Cochrane's 30 under 30: Norah Essali

Cochrane's 30 under 30: Norah Essali

Cochrane is made up of 13,000 members and over 50,000 supporters come from more than 130 countries, worldwide. Our volunteers and contributors are researchers, health professionals, patients, carers, people passionate about improving health outcomes for everyone, everywhere.

Cochrane is an incredible community of people who all play their part in improving health and healthcare globally. We believe that by putting trusted evidence at the heart of health decisions we can achieve a world of improved health for all. 

Many of our contributors are young people working with Cochrane as researchers, citizen scientists, medical students, and volunteer language translators and we want to recognize the work of this generation of contributors as part of this series called, Cochrane’s “30 under 30." 

In this series, we will interview 30 young people, 30 years old or younger who are contributing to Cochrane activities in a range of ways, all promoting evidence-informed health decision making across the world. 

We will be hearing from them in a series of interviewees published over the coming months.

We're keen to hear from you. Would you like to take part in this series? Do you know someone you'd like to see interviewed? Contact  Or if you want to know more about Cochrane’s work contact where our community support team will be happy to answer your questions.

Name: Norah Essali (on Twitter @norahessali7)
Age: 27
Occupation: Psychiatry Resident
Program: Department of Psychiatry and Health Behavior - Medical College of Georgia

How did you first hear about Cochrane?
I was a medical student when first introduced to Cochrane through the work of my father, Adib Essali. I participated in one of his many workshops in Syria that focused on training medical students, and other healthcare professionals, on the concepts of evidence based medicine, critical appraisal of research and writing Cochrane reviews.

How did you become involved with Cochrane? What is your background?
I first became involved in medical school, when the UK Cochrane centre, directed by Martin Burton, led an initiative to start Students 4 Best Evidence, a global community run by students that aims to engage students in learning about the concepts of evidence based health care.
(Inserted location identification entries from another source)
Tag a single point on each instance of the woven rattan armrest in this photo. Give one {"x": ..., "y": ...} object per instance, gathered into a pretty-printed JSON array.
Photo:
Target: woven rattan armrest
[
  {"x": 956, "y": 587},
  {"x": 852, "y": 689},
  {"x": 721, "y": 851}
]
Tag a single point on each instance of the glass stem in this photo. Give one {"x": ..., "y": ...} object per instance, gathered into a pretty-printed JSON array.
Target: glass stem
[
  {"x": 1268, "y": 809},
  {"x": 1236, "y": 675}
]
What do you do in Cochrane?
I was one of the pioneers who helped start while I was in medical school.
I'm also an author in the Cochrane Schizophrenia Group. Currently, I'm working with a group of wonderful, Syrian medical students on 2 systematic reviews.

What specifically do you enjoy about working for Cochrane and what have you learnt?
I've enjoyed working for Cochrane because I believe in their message of spreading high quality evidence to inform medical decision making. Additionally, in my interactions with various Cochrane members, I have always felt the enthusiasm and dedication to achieve this goal in the most creative and inclusive manner possible.
In working with Cochrane, I have learned to be a smarter consumer of evidence and have utilized this skill to ensure my patients receive evidence-based care.

What are your future plans?
I'm currently in training to become a Psychiatrist. I plan to specialize further in Addiction Psychiatry as I'm interested in working with dual diagnosis patients, especially in emergency settings. I also hope to continue to contribute to research in my field.

In your personal experience, what one thing could Cochrane do better to improve its global profile?
I believe that an online initiative to engage students is a wonderful starting point. Cochrane could expand upon this by building curriculums for health sciences schools, worldwide, to utilize in teaching students about EBM.

What do you hope for Cochrane for the future?
My hope is that Cochrane will continue to grow, conflict free, continue to engage young people and continue to produce high quality evidence.

How important is it that young people get involved in Cochrane? Why is this, do you think?
Very important. If evidence-based practice is instilled early on, it will increase the likelihood of producing healthcare professionals that use EBM daily to inform their practice. This will then ensure patients have access to well informed providers and thus the best available care.

What would your message be to other young people who want to get involved with Cochrane’s work but not sure where to start….?
I would highly encourage their interest and recommend they start with to learn about the basic concepts of EBM. Also, go to to find out different ways they can get involved with Cochrane, based on their interests.